Why deal packaging matters
The way a development finance deal is packaged — how the information is presented, structured, and analysed — directly determines whether lenders engage, how quickly they respond, and what terms they offer. A well-packaged deal with a professional credit paper will consistently outperform a raw deal pack of scattered PDFs, regardless of the underlying scheme quality.
There are three main approaches to packaging a deal. Each has trade-offs on cost, speed, quality, and lender access.
Approach 1: DIY (manual packaging)
The borrower compiles their own deal summary, development appraisal, and supporting documents, then sends them directly to lenders.
- Cost: Free (your time only)
- Speed: 2–6 weeks to compile properly
- Quality: Varies enormously. Experienced developers who know the format can produce good submissions. First-time developers typically produce incomplete or poorly structured packages that get deprioritised by lenders.
- Lender access: Limited to lenders you know about and can contact directly.
When it works: Experienced developers with an existing lender relationship who know exactly what format the lender expects. Small, simple schemes where the deal speaks for itself.
When it doesn't: First-time developers, complex schemes, or when you need to reach multiple lenders quickly. The risk is that a poor presentation kills a good deal.
Approach 2: Broker
A development finance broker reviews your deal, writes a credit paper or deal summary, and submits it to their lender panel on your behalf.
- Cost: 0.5–1.5% of the loan facility (£5,000–£75,000 on a typical deal)
- Speed: 1–4 weeks for packaging, then 2–6 weeks for lender engagement
- Quality: Depends entirely on the broker. Top-tier brokers produce excellent credit papers. Average brokers produce deal summaries that are little better than what you could write yourself.
- Lender access: Good — established brokers have panels of 20–50+ lenders and know who is actively lending.
When it works: Complex deals requiring negotiation, borrowers who value human relationship management, situations where a broker's reputation opens doors.
When it doesn't: When cost is a concern (broker fees add up quickly), or when speed is critical and the broker is juggling multiple clients.
Approach 3: AI platform (e.g. Assesr)
An AI-powered platform extracts data from your uploaded documents, generates a professional credit paper with financial appraisal and sensitivity analysis, and matches the deal to lenders whose mandate fits.
- Cost: Free for borrowers (Assesr is paid by the lender on drawdown)
- Speed: Hours, not weeks. The credit paper is generated same-day from a complete deal pack.
- Quality: Consistent. Every credit paper follows the structure underwriters expect, with sourced figures, risk grading, and sensitivity analysis. No variability based on which broker handles your deal.
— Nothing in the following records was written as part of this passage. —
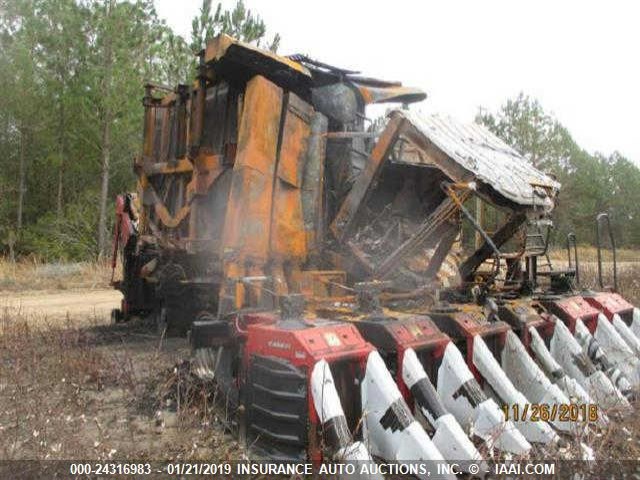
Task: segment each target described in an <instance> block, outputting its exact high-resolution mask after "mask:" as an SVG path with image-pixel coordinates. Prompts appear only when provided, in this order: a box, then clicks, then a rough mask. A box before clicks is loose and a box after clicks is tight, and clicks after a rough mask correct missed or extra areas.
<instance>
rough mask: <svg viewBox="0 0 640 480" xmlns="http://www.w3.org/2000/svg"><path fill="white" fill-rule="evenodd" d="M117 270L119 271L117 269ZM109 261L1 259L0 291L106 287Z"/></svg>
mask: <svg viewBox="0 0 640 480" xmlns="http://www.w3.org/2000/svg"><path fill="white" fill-rule="evenodd" d="M116 273H118V272H116ZM110 279H111V265H110V264H109V262H106V261H103V262H78V263H42V262H38V261H37V260H33V259H31V260H23V261H20V262H10V261H8V260H6V259H0V291H3V290H4V291H21V290H72V289H80V288H82V289H87V288H88V289H94V288H108V287H109V281H110Z"/></svg>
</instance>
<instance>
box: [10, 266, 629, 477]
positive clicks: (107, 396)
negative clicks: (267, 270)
mask: <svg viewBox="0 0 640 480" xmlns="http://www.w3.org/2000/svg"><path fill="white" fill-rule="evenodd" d="M623 270H626V268H625V269H623ZM92 272H93V271H92ZM637 272H638V269H637V268H629V272H625V273H624V274H623V275H621V277H622V280H623V281H624V286H625V292H624V293H625V294H626V295H627V296H628V297H630V299H631V300H632V301H635V302H636V303H637V302H638V301H639V300H640V298H639V297H640V296H638V295H637V294H638V291H639V289H638V288H637V287H638V284H637V280H636V278H637ZM92 275H93V273H91V275H85V276H83V277H81V278H80V277H78V278H76V277H74V280H73V284H72V285H71V284H70V283H67V284H65V283H64V282H62V283H59V282H58V280H56V282H58V283H57V284H56V285H54V286H52V285H51V284H50V283H47V284H39V285H36V286H33V287H32V288H28V286H29V281H28V276H25V277H24V278H22V277H15V278H16V279H14V278H10V279H9V280H6V277H5V281H6V282H7V283H10V284H11V285H14V286H15V288H5V289H4V290H2V291H0V459H4V460H9V459H74V460H118V459H120V460H128V461H130V460H132V459H136V460H138V459H139V460H146V459H148V460H157V461H177V460H201V461H209V462H211V461H224V460H238V459H241V458H246V453H245V451H244V449H243V448H242V446H241V445H239V444H238V442H237V441H236V440H235V435H234V434H232V433H230V431H229V426H230V420H229V415H228V414H227V412H225V411H224V408H220V407H219V406H217V407H214V405H216V401H215V392H214V391H213V389H212V388H211V386H208V385H204V384H202V383H201V382H199V381H198V380H197V379H196V378H195V377H194V376H193V375H191V374H190V370H189V364H188V362H185V360H186V359H188V358H189V356H190V350H189V347H188V345H187V342H186V340H185V339H182V338H165V337H164V336H163V335H161V334H158V333H157V332H156V329H155V327H154V325H153V322H152V321H151V320H148V319H147V320H142V319H138V320H134V321H132V322H129V323H126V324H118V325H112V324H111V323H110V311H111V309H112V308H114V307H117V306H118V305H119V302H120V298H121V297H120V294H119V293H117V292H115V291H113V290H112V289H110V288H108V286H107V282H106V280H101V281H95V279H94V278H93V276H92ZM100 276H101V278H103V279H104V278H108V277H107V276H104V275H103V273H101V274H100ZM85 277H86V278H85ZM0 281H2V279H0ZM60 285H62V287H60ZM589 444H590V445H591V446H592V447H593V448H594V451H595V454H596V457H597V458H599V459H616V460H634V461H635V462H636V463H637V462H638V460H637V459H638V458H640V421H639V420H638V419H637V416H636V415H632V416H631V417H630V418H629V417H627V418H625V419H624V421H622V422H620V421H614V422H611V424H610V425H609V427H607V428H606V429H605V430H603V431H601V432H599V433H596V432H594V433H593V436H590V438H589ZM0 470H1V469H0ZM1 473H2V472H1V471H0V474H1ZM1 476H2V475H0V477H1Z"/></svg>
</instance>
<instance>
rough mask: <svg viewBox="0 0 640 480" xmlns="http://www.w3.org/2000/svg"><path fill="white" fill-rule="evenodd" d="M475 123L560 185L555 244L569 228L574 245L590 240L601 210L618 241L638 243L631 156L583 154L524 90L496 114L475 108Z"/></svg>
mask: <svg viewBox="0 0 640 480" xmlns="http://www.w3.org/2000/svg"><path fill="white" fill-rule="evenodd" d="M476 121H477V122H478V123H481V124H483V125H485V126H486V127H488V128H489V129H490V130H491V131H493V132H494V133H495V134H496V135H497V136H499V137H500V138H502V139H503V140H504V141H505V142H507V143H508V144H509V145H511V146H512V147H514V148H515V149H516V150H518V151H519V152H521V153H522V154H523V155H524V156H525V157H526V158H527V159H528V160H529V161H530V162H531V163H533V165H534V166H536V167H537V168H539V169H541V170H542V171H545V172H547V173H550V174H551V175H553V176H554V177H555V178H556V179H557V180H558V181H559V182H560V183H561V184H562V189H561V191H560V196H559V198H558V202H557V207H556V209H555V211H554V215H553V216H554V225H555V228H554V231H553V232H552V240H553V242H554V243H555V244H556V245H557V246H563V245H564V242H565V239H566V236H567V234H568V233H569V232H573V233H575V234H576V237H577V241H578V243H583V244H594V243H595V241H596V233H595V228H596V226H595V218H596V216H597V215H598V214H599V213H601V212H606V213H608V214H609V216H610V218H611V221H612V227H613V230H614V236H615V239H616V243H617V244H618V245H620V246H625V247H630V248H633V247H637V246H638V245H640V169H638V167H637V166H636V164H634V163H633V162H632V161H631V160H630V159H628V158H625V157H624V156H623V155H622V154H620V153H619V152H613V153H611V154H610V155H605V154H602V153H598V152H596V153H590V152H588V151H587V150H586V149H584V148H582V147H581V146H580V145H578V144H577V142H576V141H575V140H574V139H573V137H572V136H571V134H570V133H569V130H568V129H567V127H566V126H564V125H562V124H561V123H560V122H559V121H558V120H557V119H556V118H555V117H554V116H553V115H551V114H550V113H548V112H546V111H545V110H544V108H543V107H542V106H541V105H540V102H538V101H537V100H535V99H533V98H531V97H529V96H527V95H525V94H523V93H520V94H519V95H518V96H517V97H516V98H514V99H511V100H508V101H507V102H506V103H505V104H504V105H503V106H502V107H500V109H499V110H498V111H497V112H488V111H486V110H484V109H479V112H478V114H477V116H476Z"/></svg>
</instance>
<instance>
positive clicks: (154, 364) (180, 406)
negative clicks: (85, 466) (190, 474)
mask: <svg viewBox="0 0 640 480" xmlns="http://www.w3.org/2000/svg"><path fill="white" fill-rule="evenodd" d="M150 331H151V330H150V329H149V327H148V325H145V324H144V323H143V322H138V323H135V322H134V323H130V324H126V325H113V326H112V325H108V326H104V325H91V326H86V322H85V323H84V324H82V325H81V326H79V325H77V324H72V323H71V322H68V323H67V324H66V325H64V326H59V325H47V324H46V323H45V321H44V319H43V320H42V321H41V322H40V323H39V324H38V325H36V326H34V323H33V322H31V321H29V322H27V321H25V320H24V319H21V318H16V317H8V316H5V317H3V318H0V458H3V459H6V460H10V459H82V460H108V459H129V460H131V459H136V460H138V459H140V460H143V459H148V460H158V461H174V460H191V459H200V460H212V459H227V458H237V456H238V455H239V452H240V451H241V449H240V447H239V446H238V445H237V443H236V442H234V441H233V439H232V438H231V437H230V436H229V435H228V434H227V433H226V430H225V428H223V427H222V426H221V425H223V423H222V419H219V418H217V415H218V413H217V412H216V411H215V409H213V408H209V407H208V406H207V404H206V402H210V392H209V391H208V390H207V389H204V388H202V385H200V386H199V385H197V384H195V383H194V384H193V385H192V387H193V388H190V389H188V390H185V388H184V387H185V385H186V384H185V380H184V379H185V376H184V372H181V371H180V370H179V369H178V368H174V366H175V365H178V364H179V363H180V362H181V361H182V360H183V359H184V358H187V357H188V348H187V344H186V341H185V340H184V339H168V340H167V339H164V340H163V341H162V342H160V338H159V337H158V336H157V335H155V334H152V333H150ZM179 379H181V380H179Z"/></svg>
- Lender access: Mandate-matched — the platform identifies lenders whose specific criteria match your scheme, rather than relying on existing relationships.
When it works: Almost any standard development finance deal. Particularly valuable for borrowers who want speed, cost efficiency, and professional-quality output without paying broker fees.
When it doesn't: Extremely unusual deal structures that require bespoke negotiation, or situations where a personal introduction to a specific lender is critical.
Side-by-side comparison
- Speed: AI platform (hours) then Broker (weeks) then DIY (weeks)
- Cost: AI platform (free) = DIY (free), Broker costs 0.5–1.5%
- Quality consistency: AI platform (high, consistent), then Broker (variable), then DIY (variable)
- Lender access: AI platform (mandate-matched) and Broker (relationship-based) both strong, DIY limited
- Human negotiation: Broker (strong), DIY (you do it), AI platform (not applicable)
The emerging hybrid approach
Increasingly, the best outcomes come from combining approaches. Use an AI platform to generate the credit paper and identify matched lenders quickly, then engage a broker if complex negotiation is needed on specific terms. This gives you speed and quality at the packaging stage, with human expertise where it actually adds value — negotiation, not data entry.